Like many evangelicals, especially those who identify as fundamentalist, Pentecostal-Charismatics have been steadfast, passionate supporters of Israel, an integral part of their beliefs about “the end times.”

.. Trump’s moving the U.S. Embassy to Jerusalem, therefore, is not just fulfilling a campaign promise; to many Pentecostal-Charismatics, it’s fulfilling God’s plan for the end of days. The value of this move can’t be overstated, because it confirms and gives physical reality to Pentecostals’ mystical perceptions of Trump as more potentate than president — a ruler in the order of the biblical kings of Israel.

.. 5. Monarchy

.. For Pentecostals, how America’s democratic government works in tandem with God’s monarchy isn’t always clear. But for most, “the people” don’t ultimately decide the fate of the United States or the world. God decides the future and “brings it to pass” through his own means.

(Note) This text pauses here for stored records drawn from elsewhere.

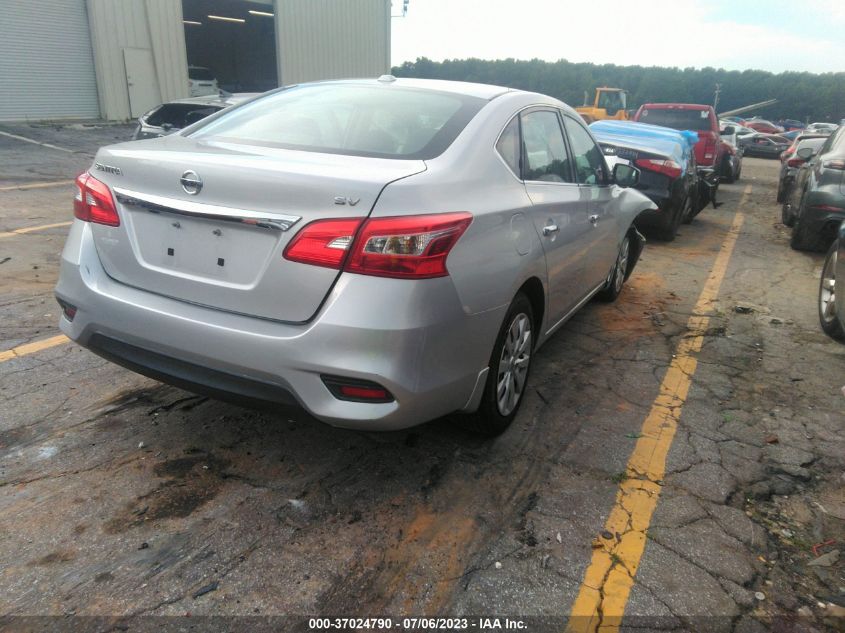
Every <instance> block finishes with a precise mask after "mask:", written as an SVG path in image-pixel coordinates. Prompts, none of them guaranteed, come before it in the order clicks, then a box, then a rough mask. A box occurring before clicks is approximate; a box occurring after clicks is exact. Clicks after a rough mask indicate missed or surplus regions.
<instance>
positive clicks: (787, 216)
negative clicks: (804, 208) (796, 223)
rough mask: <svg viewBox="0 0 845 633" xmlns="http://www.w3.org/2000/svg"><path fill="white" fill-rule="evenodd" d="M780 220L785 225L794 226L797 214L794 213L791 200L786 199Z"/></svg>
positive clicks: (787, 225) (783, 203)
mask: <svg viewBox="0 0 845 633" xmlns="http://www.w3.org/2000/svg"><path fill="white" fill-rule="evenodd" d="M780 221H781V222H783V224H784V226H793V225H794V224H795V216H794V215H792V205H791V204H789V200H786V201H785V202H784V203H783V205H782V206H781V208H780Z"/></svg>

.. When he disregards conventional wisdom, they see someone who, like themselves, goes against a coercive mainstream intellectual grain. When he supports Israel, they see a king, however flawed, and an instrument for the purposes of God. When he moves his embassy to Jerusalem, they see verification of their sacred narrative.

.. When Pentecostal-Charismatic advisers to Trump talk about their role in this divine drama, it is as godly intercessors on the president’s behalf.

From this vantage point, it hardly matters whether Trump behaves morally, won the popular vote or even colluded with Russia. Trump is not just a leader selected by the people: he is an intervention — God’s anointed, divinely elevated ruler. Actually, the sheer unlikeliness of Trump’s win fits the Pentecostal-Charismatic imagination for miraculous intervention, and moves Trump far above the reach of critique.